Hannah and Bridget left Ketchum and returned with Hector to his home in New Mexico. Hannah MacArthur-Lassiter spent a year writing Mary’s story on the nights her own writing was difficult.
Usually these nights came when the milk wouldn’t come, and her breasts ached. Worrying about its failure to come—the milk or the words—only made things worse.
Gradually, however, the manuscript took shape and Bridget was weaned.
Hannah had completed her manuscript and locked it away in a succession of safe-deposit boxes.
Years later, single again, Hannah read the posthumous books as they continued to appear: A collection of Papa’s Toronto journalism and The Dangerous Summer and the edited, bowdlerized The Garden of Eden. Gutted as the latter was, it sparked pride in Hannah—Papa was trying for something new and fresh and far beyond anything he or anyone else had done before or even tried, and she found herself goaded on by her master’s example.
Over the course of many years, she continued to correspond with Mary, the flow eventually slowed to a trickle…exchanging phone calls on birthdays and holidays.
Hannah was weighing an offer to teach in Glasgow—everything in her said, Go.

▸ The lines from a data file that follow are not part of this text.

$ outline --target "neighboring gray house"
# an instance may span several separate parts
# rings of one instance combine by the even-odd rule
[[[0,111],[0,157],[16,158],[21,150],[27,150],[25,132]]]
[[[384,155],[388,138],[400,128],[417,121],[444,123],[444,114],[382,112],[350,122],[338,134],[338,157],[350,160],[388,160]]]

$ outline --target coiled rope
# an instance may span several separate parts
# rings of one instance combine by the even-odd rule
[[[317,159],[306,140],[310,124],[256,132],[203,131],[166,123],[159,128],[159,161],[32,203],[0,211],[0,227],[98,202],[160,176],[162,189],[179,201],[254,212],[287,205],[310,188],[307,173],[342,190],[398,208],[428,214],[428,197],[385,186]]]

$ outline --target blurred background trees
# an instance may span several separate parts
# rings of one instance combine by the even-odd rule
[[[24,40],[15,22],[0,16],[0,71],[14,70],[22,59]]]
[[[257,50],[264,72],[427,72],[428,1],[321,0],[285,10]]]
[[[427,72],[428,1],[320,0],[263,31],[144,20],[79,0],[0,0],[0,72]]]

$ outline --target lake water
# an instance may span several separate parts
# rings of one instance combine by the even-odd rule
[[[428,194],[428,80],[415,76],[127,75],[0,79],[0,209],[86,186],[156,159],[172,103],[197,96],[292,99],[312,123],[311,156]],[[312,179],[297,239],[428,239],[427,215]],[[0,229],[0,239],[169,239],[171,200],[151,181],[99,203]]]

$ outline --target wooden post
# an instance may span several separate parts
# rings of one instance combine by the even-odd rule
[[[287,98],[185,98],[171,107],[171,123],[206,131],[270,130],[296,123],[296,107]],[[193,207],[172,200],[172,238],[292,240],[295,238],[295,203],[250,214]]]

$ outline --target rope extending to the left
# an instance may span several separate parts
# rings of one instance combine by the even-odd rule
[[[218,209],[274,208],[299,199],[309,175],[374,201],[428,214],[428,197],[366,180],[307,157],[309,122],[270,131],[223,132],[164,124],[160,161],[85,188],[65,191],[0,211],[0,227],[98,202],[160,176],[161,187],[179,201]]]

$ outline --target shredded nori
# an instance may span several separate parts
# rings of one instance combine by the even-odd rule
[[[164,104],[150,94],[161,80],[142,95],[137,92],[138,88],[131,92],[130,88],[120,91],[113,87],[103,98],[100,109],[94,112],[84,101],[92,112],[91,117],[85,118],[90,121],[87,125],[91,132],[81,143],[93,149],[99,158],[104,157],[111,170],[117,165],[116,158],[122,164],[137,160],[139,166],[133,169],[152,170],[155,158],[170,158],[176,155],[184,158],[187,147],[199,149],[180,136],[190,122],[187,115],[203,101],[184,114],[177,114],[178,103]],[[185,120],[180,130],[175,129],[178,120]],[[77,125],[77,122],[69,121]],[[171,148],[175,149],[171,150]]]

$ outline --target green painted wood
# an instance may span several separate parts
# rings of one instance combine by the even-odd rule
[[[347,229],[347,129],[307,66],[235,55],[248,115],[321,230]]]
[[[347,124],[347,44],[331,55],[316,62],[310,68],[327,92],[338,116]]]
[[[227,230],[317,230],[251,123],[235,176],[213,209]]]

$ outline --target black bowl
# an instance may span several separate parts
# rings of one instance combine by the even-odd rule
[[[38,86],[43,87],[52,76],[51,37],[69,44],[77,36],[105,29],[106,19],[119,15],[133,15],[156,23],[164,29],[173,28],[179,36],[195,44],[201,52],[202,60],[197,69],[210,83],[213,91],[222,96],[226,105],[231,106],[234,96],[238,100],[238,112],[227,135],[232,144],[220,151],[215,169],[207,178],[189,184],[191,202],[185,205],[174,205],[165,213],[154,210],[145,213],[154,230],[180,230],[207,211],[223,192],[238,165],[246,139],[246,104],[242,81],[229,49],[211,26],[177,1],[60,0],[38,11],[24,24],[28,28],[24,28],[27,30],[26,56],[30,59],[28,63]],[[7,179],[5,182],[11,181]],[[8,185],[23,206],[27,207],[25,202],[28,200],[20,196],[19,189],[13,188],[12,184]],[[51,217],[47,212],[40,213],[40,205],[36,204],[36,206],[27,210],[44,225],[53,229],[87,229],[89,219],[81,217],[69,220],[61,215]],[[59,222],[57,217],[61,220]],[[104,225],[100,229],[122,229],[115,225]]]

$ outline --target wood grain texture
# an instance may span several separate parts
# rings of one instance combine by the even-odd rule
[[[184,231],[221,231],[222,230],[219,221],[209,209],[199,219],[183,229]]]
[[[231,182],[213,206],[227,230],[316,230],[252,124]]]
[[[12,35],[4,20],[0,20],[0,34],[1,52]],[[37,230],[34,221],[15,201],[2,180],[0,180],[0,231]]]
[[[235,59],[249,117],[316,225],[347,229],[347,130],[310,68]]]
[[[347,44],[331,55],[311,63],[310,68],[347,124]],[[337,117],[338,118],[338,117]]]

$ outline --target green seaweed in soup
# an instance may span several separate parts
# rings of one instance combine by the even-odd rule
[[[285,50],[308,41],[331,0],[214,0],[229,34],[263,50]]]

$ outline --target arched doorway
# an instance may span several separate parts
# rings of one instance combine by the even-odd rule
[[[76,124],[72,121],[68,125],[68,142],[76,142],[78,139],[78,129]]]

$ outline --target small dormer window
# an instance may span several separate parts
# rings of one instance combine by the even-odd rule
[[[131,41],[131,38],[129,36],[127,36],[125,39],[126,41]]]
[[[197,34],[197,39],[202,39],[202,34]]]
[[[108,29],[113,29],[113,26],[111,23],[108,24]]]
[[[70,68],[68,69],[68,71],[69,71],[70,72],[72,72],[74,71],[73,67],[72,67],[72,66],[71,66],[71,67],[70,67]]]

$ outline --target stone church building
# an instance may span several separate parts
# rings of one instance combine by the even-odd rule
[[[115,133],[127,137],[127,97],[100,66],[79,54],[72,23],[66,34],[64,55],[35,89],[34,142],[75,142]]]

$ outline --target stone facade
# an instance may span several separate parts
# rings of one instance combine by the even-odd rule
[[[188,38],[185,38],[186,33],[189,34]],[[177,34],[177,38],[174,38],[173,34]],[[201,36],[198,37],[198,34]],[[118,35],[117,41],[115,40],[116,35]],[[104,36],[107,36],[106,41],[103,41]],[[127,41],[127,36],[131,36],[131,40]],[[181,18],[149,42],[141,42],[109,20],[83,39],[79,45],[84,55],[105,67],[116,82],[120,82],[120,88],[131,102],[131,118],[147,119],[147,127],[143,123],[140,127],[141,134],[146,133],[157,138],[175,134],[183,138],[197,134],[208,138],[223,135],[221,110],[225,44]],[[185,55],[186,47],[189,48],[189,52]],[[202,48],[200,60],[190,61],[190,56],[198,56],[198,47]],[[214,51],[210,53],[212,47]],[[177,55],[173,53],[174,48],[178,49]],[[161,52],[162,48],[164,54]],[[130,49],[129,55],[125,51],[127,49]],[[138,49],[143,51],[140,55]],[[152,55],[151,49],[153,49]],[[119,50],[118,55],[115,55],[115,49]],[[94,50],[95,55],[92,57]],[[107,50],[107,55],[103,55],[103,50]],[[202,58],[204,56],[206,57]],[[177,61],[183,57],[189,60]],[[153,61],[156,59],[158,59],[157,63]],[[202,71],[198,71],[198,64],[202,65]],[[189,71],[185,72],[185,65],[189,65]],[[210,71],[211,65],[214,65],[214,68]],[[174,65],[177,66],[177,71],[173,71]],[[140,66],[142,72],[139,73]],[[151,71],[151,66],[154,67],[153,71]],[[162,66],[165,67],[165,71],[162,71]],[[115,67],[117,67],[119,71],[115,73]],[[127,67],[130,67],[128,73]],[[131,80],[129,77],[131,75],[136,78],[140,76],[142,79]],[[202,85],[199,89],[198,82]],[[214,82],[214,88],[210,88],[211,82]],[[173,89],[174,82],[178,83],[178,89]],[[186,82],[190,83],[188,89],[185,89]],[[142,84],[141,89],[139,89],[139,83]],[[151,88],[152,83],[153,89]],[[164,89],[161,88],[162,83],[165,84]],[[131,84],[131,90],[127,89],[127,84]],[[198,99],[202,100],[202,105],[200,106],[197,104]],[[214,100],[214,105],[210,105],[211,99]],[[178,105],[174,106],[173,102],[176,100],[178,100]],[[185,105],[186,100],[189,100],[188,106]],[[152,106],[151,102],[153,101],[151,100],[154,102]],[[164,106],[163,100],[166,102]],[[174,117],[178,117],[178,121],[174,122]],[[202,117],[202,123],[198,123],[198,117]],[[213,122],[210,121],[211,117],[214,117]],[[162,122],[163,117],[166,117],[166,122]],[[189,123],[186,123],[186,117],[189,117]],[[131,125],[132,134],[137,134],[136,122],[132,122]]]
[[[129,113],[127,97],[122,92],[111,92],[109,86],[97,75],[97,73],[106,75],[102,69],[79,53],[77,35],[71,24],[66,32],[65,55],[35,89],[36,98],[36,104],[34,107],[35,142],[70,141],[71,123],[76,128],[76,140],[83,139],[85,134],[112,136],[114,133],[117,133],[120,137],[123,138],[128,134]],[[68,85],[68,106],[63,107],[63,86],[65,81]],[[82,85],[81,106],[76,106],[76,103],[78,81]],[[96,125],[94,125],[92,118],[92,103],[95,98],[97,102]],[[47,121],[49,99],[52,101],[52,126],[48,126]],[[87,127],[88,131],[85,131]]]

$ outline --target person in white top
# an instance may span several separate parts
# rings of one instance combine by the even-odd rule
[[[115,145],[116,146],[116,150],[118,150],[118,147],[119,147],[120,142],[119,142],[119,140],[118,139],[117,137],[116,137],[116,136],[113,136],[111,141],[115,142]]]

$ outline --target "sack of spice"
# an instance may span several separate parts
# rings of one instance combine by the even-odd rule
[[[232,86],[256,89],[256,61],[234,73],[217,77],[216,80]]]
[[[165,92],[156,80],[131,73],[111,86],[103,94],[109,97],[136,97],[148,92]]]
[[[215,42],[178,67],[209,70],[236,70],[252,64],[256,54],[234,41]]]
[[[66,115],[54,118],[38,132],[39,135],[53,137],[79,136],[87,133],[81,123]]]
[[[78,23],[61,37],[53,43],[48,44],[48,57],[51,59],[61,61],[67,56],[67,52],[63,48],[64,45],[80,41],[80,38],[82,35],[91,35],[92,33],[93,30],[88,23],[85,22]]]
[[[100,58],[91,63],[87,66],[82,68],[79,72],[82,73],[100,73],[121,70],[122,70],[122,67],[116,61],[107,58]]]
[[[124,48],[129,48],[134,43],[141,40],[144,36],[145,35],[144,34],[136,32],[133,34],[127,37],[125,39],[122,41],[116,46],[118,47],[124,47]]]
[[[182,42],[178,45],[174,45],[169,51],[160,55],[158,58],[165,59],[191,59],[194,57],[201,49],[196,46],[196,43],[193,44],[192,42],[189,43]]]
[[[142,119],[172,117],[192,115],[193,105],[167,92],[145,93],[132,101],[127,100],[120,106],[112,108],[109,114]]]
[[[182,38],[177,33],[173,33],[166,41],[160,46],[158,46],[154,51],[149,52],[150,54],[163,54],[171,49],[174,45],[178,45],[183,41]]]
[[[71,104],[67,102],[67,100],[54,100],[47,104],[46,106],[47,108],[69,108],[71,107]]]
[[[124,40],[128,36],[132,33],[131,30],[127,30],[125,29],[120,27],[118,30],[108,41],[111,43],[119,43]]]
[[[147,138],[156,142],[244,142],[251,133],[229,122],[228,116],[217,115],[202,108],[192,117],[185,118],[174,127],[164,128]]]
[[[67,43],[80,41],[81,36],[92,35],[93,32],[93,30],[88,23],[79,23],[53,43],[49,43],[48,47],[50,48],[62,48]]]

In November 1986, six weeks before she was to leave for Scotland, Hannah was sitting in a lounge at The Ohio State University with her research assistant, Chris Lyon. He was just a few years older than Hannah’s daughter and a former student of Hannah’s. When Chris was an undergraduate, and a student of Hannah’s, following a long night with her class in a campus bar— a night of drinking and discussing the works of Hemingway and Hector Lassiter—Hannah, the worse for wine, had taken Chris to her bed, and he remained her occasional lover. Chris insisted on writing material that was closer to crime fiction than the novels Hannah thought he should be writing. Because of his proclivities, and his enthusiasm for Hector’s work, she had recruited Chris to help her assemble a collection of Hector’s neglected short fiction.